例えば、win-winの関係ではなく、実は、どちらか一方にだけ有利な関係の場合、
不釣り合いな関係
となってしまうため、早晩その関係は破綻してしまいます。具体的には、結婚をしていたとしても、熟年離婚がなされてしまう場合もあることでしょう。
特に熟年離婚の場合、夫側が定年退職をすることにより収入がこれ以上家庭に入って来そうにもないというタイミングで妻側から行われることが多いため、妻側から見て「これ以上この人と一緒にいるメリットがない」というタイミングにおいて「長期的な関係」を維持するメリットがなくなってしまうということなのでしょう。
勤め先とベテラン社員の場合には、終身雇用・年功序列による恩恵がベテラン社員側にあるため、ベテラン社員としても勤め先の文化に合わせたり、自分自身より社会的地位の高い上司などに最大限忖度を行って「長期的な関係」を維持するに値するだけのメリットが存在する、ということになるのでしょう。
このような「長期的な関係」がある場合には、AIなどといった新しく出てきたよくわからないものを使用するのではなく、
「別に今のままでええやん」
という気持ちになるのは理解できます。
しかし、人間の場合、
それだけの深い相互理解を行うためには一般的には「長期的な関係」を築く必要があり、そのような「長期的な関係」が続くに値するメリットがお互いにとって必要になります。
その一方で、AIの場合は、私たちを個別に理解してくれるためにそもそも人間との間に「長期的な関係」を築く必要がない、という可能性があります。
要するに、ベテラン社員になったり熟年夫婦なみのコミュニケーションを要するのに例えば20年ほどかかるとしても、AIの場合はそもそもそれほどかからない可能性があります。

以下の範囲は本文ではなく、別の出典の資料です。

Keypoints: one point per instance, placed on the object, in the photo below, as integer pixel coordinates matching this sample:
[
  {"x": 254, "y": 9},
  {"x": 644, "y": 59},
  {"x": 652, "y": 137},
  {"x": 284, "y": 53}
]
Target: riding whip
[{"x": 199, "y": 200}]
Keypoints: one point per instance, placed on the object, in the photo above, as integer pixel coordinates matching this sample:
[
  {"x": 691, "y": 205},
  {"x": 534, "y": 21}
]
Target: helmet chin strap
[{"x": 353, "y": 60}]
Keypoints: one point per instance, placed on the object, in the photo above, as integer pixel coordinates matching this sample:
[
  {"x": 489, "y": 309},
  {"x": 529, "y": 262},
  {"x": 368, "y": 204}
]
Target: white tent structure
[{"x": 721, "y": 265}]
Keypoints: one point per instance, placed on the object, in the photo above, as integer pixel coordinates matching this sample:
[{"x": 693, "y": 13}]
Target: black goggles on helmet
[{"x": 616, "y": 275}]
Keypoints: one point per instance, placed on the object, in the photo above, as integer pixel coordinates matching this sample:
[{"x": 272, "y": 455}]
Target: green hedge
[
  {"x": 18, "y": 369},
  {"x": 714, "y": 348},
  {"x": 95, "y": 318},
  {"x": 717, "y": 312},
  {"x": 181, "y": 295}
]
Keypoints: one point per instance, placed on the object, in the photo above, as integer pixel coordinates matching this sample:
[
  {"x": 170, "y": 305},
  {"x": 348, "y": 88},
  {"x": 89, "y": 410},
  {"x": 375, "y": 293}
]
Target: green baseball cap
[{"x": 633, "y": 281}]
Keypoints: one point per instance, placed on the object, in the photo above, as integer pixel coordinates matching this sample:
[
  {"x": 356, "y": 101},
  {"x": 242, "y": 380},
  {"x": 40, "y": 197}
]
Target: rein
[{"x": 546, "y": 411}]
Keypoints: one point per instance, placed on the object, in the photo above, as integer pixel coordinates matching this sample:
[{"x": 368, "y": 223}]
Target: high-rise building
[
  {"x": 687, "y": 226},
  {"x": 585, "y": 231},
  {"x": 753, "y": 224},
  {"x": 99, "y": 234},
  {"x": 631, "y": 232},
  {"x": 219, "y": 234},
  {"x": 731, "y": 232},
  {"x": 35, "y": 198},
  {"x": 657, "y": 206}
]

例えば、私の場合は、毎日日記をつけており、その数はかなり多いわけですが、人間がこの日記を書いた人物を理解するためにその日記を全部読む努力をするのに数日はかかるところ、AIの場合は数分もあれば十分です。
正直、「私の日記は13000以上ありますが、まずは、これをすべて読んで私のことを理解してください」などと言われてもほとんどの人はよっぽどのメリットを感じなければわざわざやろうともしないでしょう。
それこそ何日かかる作業になるのかわからないですし、労力に見合う成果が得られない可能性が高いからです。

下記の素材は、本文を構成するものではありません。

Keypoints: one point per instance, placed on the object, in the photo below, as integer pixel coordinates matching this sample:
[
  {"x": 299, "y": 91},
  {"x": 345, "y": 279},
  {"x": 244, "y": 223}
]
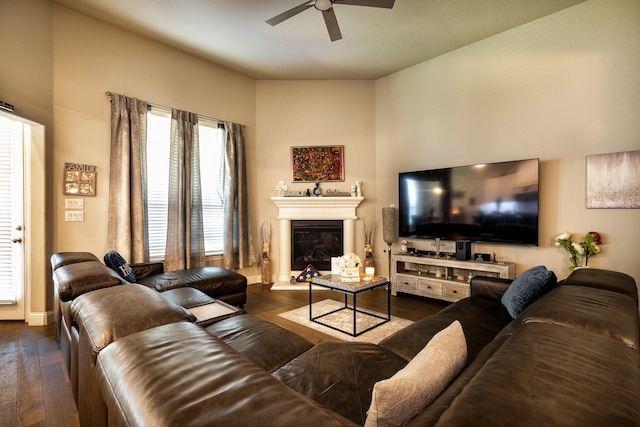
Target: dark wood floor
[{"x": 35, "y": 389}]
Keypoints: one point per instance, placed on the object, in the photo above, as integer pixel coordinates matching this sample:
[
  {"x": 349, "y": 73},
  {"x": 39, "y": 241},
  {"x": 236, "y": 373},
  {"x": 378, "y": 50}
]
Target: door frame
[{"x": 35, "y": 298}]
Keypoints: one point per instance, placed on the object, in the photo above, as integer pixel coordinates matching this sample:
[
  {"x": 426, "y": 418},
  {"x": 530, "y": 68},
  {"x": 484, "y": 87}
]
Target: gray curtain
[
  {"x": 127, "y": 223},
  {"x": 185, "y": 235},
  {"x": 238, "y": 244}
]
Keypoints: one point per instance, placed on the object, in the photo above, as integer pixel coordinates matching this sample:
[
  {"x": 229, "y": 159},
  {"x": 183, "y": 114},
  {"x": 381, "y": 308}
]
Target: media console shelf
[{"x": 440, "y": 278}]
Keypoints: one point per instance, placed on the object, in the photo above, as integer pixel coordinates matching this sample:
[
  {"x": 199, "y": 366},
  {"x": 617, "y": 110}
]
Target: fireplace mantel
[{"x": 301, "y": 208}]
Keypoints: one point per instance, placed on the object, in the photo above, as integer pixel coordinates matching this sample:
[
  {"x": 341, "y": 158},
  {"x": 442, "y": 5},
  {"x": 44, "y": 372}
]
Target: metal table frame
[{"x": 334, "y": 283}]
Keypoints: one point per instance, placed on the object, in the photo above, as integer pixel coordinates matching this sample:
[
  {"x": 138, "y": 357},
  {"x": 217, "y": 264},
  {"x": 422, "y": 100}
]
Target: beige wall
[
  {"x": 559, "y": 88},
  {"x": 295, "y": 113}
]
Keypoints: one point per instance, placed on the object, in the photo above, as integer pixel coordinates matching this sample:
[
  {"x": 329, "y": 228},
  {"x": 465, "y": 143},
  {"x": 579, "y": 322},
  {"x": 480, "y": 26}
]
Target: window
[{"x": 211, "y": 139}]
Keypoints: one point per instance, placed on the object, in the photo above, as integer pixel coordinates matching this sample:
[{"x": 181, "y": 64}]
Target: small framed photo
[
  {"x": 317, "y": 164},
  {"x": 79, "y": 180}
]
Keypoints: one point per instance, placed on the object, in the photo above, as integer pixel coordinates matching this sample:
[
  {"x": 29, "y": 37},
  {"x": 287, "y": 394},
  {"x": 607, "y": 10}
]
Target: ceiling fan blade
[
  {"x": 289, "y": 13},
  {"x": 388, "y": 4},
  {"x": 332, "y": 24}
]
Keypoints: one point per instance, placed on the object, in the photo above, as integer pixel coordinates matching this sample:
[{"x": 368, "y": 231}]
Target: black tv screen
[{"x": 491, "y": 202}]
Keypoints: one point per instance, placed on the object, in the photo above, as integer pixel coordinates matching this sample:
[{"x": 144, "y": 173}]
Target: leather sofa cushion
[
  {"x": 64, "y": 258},
  {"x": 266, "y": 344},
  {"x": 604, "y": 279},
  {"x": 107, "y": 315},
  {"x": 213, "y": 281},
  {"x": 594, "y": 310},
  {"x": 73, "y": 280},
  {"x": 481, "y": 319},
  {"x": 341, "y": 375},
  {"x": 180, "y": 375},
  {"x": 547, "y": 375},
  {"x": 398, "y": 399}
]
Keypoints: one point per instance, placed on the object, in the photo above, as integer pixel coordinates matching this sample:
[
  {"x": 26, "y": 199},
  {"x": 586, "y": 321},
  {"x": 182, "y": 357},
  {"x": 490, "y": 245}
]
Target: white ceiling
[{"x": 376, "y": 42}]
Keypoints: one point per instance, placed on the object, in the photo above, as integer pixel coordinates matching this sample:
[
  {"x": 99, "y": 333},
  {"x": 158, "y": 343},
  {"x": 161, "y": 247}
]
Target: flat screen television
[{"x": 491, "y": 202}]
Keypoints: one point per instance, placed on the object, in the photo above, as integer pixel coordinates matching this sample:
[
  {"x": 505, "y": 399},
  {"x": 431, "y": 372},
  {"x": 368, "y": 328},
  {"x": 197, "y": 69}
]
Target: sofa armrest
[
  {"x": 144, "y": 269},
  {"x": 489, "y": 287}
]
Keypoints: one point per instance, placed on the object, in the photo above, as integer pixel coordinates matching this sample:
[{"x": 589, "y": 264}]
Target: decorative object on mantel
[
  {"x": 79, "y": 180},
  {"x": 368, "y": 230},
  {"x": 350, "y": 268},
  {"x": 336, "y": 193},
  {"x": 588, "y": 247},
  {"x": 308, "y": 274},
  {"x": 265, "y": 237},
  {"x": 613, "y": 180},
  {"x": 320, "y": 163}
]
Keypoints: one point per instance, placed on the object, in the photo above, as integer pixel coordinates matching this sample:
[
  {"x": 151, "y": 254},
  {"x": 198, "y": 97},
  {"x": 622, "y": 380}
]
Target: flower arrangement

このような人間同士の関係における「長期的な関係」、すなわち本来であれば時間をかけてコツコツと醸成するべき関係がAIとの関係においてはそもそも格段に少なくなる可能性があるのです。
もしも、AIによって特定の個人をものの数分で理解できるようになると、
私が新規購入したばかりのAIに対して
「おい」
と発言するだけで、お茶を準備しなければいけないということをAIが理解してくれる、といったこともそう遠くはない未来においても可能になることでしょう。
こうなってくると、これまで人間同士において必要とされてきたコミュニケーション能力の根幹をも揺るがすかもしれません。

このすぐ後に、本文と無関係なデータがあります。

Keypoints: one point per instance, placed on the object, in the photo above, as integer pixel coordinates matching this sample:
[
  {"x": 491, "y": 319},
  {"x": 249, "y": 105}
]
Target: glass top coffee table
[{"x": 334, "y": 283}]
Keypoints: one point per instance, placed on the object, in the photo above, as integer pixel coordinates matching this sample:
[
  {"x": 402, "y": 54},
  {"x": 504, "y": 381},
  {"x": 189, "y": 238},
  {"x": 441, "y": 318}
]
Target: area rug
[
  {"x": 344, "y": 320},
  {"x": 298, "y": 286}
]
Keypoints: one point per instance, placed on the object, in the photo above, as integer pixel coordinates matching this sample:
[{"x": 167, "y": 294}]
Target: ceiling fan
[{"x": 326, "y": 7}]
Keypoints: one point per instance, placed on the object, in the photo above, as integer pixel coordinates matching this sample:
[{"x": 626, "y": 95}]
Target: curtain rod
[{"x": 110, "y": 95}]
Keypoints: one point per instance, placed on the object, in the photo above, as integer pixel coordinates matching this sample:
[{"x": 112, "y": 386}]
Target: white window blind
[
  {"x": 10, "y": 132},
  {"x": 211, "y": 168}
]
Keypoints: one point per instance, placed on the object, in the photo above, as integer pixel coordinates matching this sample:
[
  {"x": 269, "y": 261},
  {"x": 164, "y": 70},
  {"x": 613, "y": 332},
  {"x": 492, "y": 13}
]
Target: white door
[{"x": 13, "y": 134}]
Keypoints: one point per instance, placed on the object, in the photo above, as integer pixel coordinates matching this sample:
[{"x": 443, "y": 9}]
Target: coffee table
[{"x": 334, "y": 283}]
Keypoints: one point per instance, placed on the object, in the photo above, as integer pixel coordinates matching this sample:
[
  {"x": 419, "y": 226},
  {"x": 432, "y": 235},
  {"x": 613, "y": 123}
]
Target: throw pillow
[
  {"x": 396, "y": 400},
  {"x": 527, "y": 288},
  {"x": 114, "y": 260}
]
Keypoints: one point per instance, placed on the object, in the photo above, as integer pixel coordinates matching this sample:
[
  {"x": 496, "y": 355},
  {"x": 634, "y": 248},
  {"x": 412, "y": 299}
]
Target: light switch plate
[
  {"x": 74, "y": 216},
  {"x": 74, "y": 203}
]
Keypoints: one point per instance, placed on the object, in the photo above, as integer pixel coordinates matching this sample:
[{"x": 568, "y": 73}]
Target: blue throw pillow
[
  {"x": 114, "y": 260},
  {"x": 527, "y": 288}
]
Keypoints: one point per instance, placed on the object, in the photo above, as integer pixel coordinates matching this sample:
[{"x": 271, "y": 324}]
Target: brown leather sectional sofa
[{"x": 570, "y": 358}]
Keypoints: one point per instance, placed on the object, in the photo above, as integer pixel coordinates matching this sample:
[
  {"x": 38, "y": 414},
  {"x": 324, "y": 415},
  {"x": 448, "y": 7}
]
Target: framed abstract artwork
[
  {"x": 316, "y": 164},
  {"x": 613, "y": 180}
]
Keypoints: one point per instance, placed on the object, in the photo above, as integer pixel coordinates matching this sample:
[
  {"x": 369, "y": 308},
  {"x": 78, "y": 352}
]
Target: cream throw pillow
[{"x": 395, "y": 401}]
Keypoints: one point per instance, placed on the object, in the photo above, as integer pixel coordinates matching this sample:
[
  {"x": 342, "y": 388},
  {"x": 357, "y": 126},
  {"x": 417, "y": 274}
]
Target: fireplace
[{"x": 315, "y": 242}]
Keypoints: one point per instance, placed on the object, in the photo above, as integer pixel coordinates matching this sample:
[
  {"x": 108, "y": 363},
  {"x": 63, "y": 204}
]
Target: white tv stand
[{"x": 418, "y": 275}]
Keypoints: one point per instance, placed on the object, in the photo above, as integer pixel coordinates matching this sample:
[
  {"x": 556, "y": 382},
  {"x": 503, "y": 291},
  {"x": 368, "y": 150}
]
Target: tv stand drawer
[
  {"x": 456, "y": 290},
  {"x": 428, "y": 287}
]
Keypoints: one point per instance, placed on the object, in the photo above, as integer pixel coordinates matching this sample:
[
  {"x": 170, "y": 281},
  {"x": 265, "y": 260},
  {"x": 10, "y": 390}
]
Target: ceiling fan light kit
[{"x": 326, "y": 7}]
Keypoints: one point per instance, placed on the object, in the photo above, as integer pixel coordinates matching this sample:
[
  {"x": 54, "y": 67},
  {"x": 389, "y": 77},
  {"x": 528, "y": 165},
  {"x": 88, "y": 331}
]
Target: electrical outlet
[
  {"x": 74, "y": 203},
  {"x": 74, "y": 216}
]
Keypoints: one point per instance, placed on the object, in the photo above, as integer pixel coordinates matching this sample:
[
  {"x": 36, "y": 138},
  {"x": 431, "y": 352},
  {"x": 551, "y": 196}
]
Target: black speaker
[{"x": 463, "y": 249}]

そして、人間同士が付き合う際には、必要なコミュニケーションコストに見合った関係かどうか、それがお互いにとってよりシビアに判断されることになる可能性があります。
そうなってくると、
お互いにとって「明確に」メリットのある関係同士
であればくっつきますが、そうではない人同士では全くくっつかない可能性があります。
このような現象は、恋愛や結婚などといった分野で既に如実に出ていると感じます。
誰から見ても魅力的な人物は、引く手あまたであり、すぐに他人と交際することができますが、そうではない人はなかなか他人とマッチングせず交際できません。
このようにそう遠くはない未来において、
AIの場合は、私たちを個別に理解してくれるためにそもそも人間との間に「長期的な関係」を築く必要がない
ということが判明することでしょうが、それに付随して人間同士のコミュニケーションについて再考されるだろうというのが私の予想です。